I'm not sure but I think Graeme mentioned to someone about his method that folks at Adobe for example may very well do something similar without letting you know about it. I know that Adobe is adding a curve to there Adobe Standard profile on each raw conversion Lightroom or ACR does, it makes the image "look" better but at the expense of dynamic range (reduction) and many times it increases clipping of the highlights and it also reduces highlight details in many case.
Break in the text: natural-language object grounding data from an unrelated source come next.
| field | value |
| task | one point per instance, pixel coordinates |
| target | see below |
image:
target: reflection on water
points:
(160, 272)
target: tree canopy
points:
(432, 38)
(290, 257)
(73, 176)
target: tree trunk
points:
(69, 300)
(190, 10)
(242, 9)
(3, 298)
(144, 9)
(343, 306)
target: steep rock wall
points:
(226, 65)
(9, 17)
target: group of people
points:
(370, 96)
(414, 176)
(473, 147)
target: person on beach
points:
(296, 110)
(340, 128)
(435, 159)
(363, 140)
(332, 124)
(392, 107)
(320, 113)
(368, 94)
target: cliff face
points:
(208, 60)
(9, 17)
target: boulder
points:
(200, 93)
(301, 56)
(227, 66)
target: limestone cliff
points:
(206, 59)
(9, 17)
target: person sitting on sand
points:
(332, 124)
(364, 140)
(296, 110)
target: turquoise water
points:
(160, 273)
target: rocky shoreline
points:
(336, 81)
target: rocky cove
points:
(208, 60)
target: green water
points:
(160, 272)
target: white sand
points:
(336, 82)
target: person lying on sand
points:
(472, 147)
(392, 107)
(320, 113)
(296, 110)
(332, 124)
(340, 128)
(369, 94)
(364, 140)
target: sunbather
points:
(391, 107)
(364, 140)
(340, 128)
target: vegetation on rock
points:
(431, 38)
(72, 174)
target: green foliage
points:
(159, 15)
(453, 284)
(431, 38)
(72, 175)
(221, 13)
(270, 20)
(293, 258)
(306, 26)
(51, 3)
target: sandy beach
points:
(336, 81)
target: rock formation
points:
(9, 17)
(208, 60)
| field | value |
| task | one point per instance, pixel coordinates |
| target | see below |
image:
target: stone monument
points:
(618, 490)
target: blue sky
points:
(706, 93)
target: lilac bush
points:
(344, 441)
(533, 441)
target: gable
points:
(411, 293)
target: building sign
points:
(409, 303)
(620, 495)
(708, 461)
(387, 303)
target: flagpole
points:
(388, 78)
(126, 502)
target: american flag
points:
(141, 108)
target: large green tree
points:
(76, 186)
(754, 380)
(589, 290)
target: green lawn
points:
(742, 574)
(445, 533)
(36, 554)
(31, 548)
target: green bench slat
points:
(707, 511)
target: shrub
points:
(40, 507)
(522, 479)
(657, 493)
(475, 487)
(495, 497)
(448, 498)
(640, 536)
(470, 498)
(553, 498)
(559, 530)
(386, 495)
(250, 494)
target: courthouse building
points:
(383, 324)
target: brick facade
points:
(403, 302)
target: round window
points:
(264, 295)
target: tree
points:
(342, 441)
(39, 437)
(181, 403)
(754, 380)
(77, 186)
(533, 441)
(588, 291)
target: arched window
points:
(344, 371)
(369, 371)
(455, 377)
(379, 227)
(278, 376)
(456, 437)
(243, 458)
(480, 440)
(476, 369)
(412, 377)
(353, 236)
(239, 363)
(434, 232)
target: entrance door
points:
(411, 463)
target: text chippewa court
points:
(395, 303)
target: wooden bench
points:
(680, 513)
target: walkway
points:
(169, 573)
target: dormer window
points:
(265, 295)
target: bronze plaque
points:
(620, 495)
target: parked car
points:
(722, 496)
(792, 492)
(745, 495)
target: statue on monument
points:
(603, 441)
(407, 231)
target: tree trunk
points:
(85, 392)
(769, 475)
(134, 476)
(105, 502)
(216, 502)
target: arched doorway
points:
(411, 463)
So I wonder if someone here as a method or suggestion of evaluating all of this more objectively and or accurately then just comparing standard prints visually?
Yves
On 7/5/2019 8:42 PM, Alan Goldhammer (Redacted sender agoldhammer for DMARC) wrote:
You do not say what the make of the printer is and what type of
paper you will be printing on. Most RGB printers are well behaved
and I do not see the need to use exotic approaches to printing. I
print directly from Lightroom on my Canon Pro-1000 as it is the
most convenient way to print as one only needs to set things up
once and then save the preset. I do my profiling using Argyll for
the papers I print on. I evaluate profiles visually using this
test print:
http://www.outbackphoto.com/printinginsights/pi049/essay.html
which has various standard images that have been used for some
years now. I do soft print in Lightroom but only to correct for
certain colors and hues as soft proofing for out of gamut colors
is notoriously poor.
Alan
*From:*argyllcms-bounce@xxxxxxxxxxxxx
<mailto:argyllcms-bounce@xxxxxxxxxxxxx>
[mailto:argyllcms-bounce@xxxxxxxxxxxxx] *On Behalf Of *Yves Gauvreau
*Sent:* Friday, July 5, 2019 6:16 PM
*To:* argyllcms@xxxxxxxxxxxxx <mailto:argyllcms@xxxxxxxxxxxxx>
*Subject:* [argyllcms] Testing my new printer
Hi,
I started testing my new printer with an image that as colors
outside the gamut of the paper as per ColorThink 2.3.3 to see if
there would be a benefit in using the "*Image dependent gamut
mapping using device links
<https://www.argyllcms.com/doc/Scenarios.html#LP3>*" method and
printing from Photoshop and I don't see any difference at least
visually. I know this is amateurish to say the least.
So is there a mean to evaluate this process (using the image
gamut) more "properly" and more exactly?